2-3. インターネットトラフィックの特徴・将来についての自分なりの分析・考察
2-2 を踏まえたうえで、国内のインターネットトラフィックの特徴・将来についての自分
なりの分析・考察をしていく。まず、国内のインターネットトラフィックの特徴として、ダ
ウンロードトラフィックとアップロードトラフィックの比が 7.8 倍ダウンロードトラフィックの
方が多いという点がある。
これはインターネットの利用者の特性が関係していると考えられる。インターネットの利用の仕方には大きく分けて、インターネットにデータをアップロードする場合と、インターネットからデータをダウンロードする場合がある。インターネットの利用者は圧倒的に後者、ダウンロードする人の方が多い。YouTube を例にしてみれば動画をアップロードする人よりも、動画を検索して見る人の方が多い。そのためダウンロードトラフィックの方が、アップロードトラフィックよりも 7.8 倍も多いということが考えられる。この関係性は将来的に考えても変わらないことだと思う。インターネット利用者は、常に情報を得ることがインターネットを使用する主な目的だからである。情報を得る・探すのに対し、情報を他の人に提供するというのは手間がかかるし面倒である。自分の欲しい情報を欲しいときに得られるという、自分の欲求を満たしてくれることこそがインターネットの利点・便利さである。

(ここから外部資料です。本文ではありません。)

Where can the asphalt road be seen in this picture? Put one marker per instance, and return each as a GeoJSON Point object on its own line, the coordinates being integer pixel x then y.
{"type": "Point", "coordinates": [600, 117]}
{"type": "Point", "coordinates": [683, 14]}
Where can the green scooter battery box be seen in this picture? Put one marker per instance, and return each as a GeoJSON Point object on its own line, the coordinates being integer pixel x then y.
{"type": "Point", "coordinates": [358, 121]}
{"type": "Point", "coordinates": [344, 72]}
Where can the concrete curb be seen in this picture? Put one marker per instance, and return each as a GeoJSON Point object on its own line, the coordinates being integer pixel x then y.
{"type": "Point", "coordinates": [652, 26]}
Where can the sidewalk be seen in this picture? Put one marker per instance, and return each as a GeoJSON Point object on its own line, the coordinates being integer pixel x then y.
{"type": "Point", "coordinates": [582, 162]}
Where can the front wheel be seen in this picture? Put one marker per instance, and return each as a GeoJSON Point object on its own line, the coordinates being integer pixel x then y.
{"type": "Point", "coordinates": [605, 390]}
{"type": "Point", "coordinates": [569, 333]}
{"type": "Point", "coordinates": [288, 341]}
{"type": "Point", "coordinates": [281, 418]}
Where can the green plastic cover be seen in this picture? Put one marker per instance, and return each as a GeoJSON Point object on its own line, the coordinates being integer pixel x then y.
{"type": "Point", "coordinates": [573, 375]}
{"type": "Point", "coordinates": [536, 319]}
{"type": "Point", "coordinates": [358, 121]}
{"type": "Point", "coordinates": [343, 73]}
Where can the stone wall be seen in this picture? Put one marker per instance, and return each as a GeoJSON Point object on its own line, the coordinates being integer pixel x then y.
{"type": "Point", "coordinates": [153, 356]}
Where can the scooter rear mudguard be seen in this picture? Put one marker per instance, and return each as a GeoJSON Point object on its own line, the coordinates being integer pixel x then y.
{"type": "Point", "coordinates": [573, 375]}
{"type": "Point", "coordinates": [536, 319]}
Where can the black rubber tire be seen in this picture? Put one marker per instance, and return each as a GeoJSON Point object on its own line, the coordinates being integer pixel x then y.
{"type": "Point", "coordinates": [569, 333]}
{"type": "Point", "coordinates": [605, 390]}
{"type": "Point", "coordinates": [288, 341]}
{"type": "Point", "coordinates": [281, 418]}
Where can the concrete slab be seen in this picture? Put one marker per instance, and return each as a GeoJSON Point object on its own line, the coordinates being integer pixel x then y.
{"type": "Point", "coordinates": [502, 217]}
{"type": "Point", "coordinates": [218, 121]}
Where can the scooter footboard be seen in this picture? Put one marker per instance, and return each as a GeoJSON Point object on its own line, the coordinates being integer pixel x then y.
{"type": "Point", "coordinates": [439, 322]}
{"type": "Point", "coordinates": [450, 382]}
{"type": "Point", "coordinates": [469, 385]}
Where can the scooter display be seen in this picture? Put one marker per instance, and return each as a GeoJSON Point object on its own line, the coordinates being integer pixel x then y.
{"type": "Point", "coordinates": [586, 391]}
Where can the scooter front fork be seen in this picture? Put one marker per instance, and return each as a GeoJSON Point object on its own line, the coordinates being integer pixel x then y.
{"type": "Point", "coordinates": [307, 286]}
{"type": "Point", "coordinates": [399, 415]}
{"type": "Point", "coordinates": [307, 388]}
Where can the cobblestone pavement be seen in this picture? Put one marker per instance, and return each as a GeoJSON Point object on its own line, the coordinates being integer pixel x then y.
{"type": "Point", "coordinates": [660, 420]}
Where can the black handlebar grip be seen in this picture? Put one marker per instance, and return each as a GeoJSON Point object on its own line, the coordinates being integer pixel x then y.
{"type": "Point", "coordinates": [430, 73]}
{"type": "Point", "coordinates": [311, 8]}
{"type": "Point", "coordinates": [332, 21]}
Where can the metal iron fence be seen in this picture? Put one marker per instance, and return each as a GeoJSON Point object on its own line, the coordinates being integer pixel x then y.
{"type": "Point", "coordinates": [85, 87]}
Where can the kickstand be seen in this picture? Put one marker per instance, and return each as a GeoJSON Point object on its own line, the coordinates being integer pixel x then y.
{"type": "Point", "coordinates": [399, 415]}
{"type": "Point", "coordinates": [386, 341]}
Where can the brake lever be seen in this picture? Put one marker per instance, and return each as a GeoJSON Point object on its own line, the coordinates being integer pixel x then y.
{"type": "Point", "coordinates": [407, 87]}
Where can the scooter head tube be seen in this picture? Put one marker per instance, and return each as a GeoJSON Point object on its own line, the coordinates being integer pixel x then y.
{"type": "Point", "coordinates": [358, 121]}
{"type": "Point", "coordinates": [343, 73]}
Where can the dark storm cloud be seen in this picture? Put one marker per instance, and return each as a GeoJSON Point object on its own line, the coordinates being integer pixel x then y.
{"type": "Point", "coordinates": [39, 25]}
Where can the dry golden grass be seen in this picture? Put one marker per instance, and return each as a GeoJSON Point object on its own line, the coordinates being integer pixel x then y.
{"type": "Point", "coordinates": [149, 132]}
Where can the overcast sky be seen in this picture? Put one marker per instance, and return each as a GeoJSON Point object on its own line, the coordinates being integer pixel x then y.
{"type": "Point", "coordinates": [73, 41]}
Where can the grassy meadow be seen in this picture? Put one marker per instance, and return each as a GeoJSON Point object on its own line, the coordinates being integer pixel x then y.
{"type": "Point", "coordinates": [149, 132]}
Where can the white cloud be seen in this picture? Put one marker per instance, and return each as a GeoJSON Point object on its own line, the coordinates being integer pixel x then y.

続いて「時間帯ごとのインターネットトラフィック」について分析・考察する。国内にお
けるインターネットトラフィックは図 2 のようにダイナミックに変動する。
図 2 ブロードバンドサービス契約者の時間帯別トラフィック
引用:総務省「我が国のインターネットにおけるトラフィックの集計・試算」
この図から、インターネット利用者が最もインターネットトラフィックを発生させる時間帯と、最もインターネットを利用しない時間帯が交互に存在していることがわかる。最もインターネットを利用していない時間帯は午前 3 時頃であり、多くの人が就寝していると考えられる。
一方、最もインターネットトラフィックが発生する午後 20~22 時の時間帯は、膨大なトラフィックを発生させるインターネット動画の視聴者数が多いからだと考えられる。また、このピークトラフィックと平均トラフィックの比が年々拡大しているというのもインターネットトラフィックの特徴である。これは、近年のインターネット動画の画質向上によるデータ量の増加から、インターネット動画を見る視聴者が集中した際に、膨大なダウンロードトラフィックが発生するからだと考えられる。
私は、このピークトラフィックと平均トラフィックの比が拡大傾向にあるという特徴は将来さらに顕著なものになると考える。理由は、さらなる動画の画質向上や、5G の導入など、大量のトラフィックが発生するような新たなサービス・技術が開発されるからである。
次に、「近年の国内におけるインターネットトラフィック急増」について分析・考察する。図 1を見ると、国内のブロードバンド契約者の総ダウンロードトラフィック量が2013~2014年から急増しているのが分かる。理由としては、スマートフォンの普及と 4G 技術の導入が考えられる。国内でスマートフォンの利用が開始されたのは 2009 年であり、毎年利用者数を伸ばしていった。
一方、2012・2013 年頃から導入されていた通信方式は厳密にいうと 3.5G、3.9G と呼ばれるが、その頃から超高速通信が可能になり、スマートフォンによるインターネット利用をさらに加速させたと考えられる。また、スマートフォンの個人保有割合やブロードバンドサービス契約数というのは年々増加してはいるが、その増加率というのは年々陰りが見え始めている。それに対し、インターネットトラフィック量が指数関数的に増加しているというのは、個人におけるトラフィック量が急増しているというのが考えられる。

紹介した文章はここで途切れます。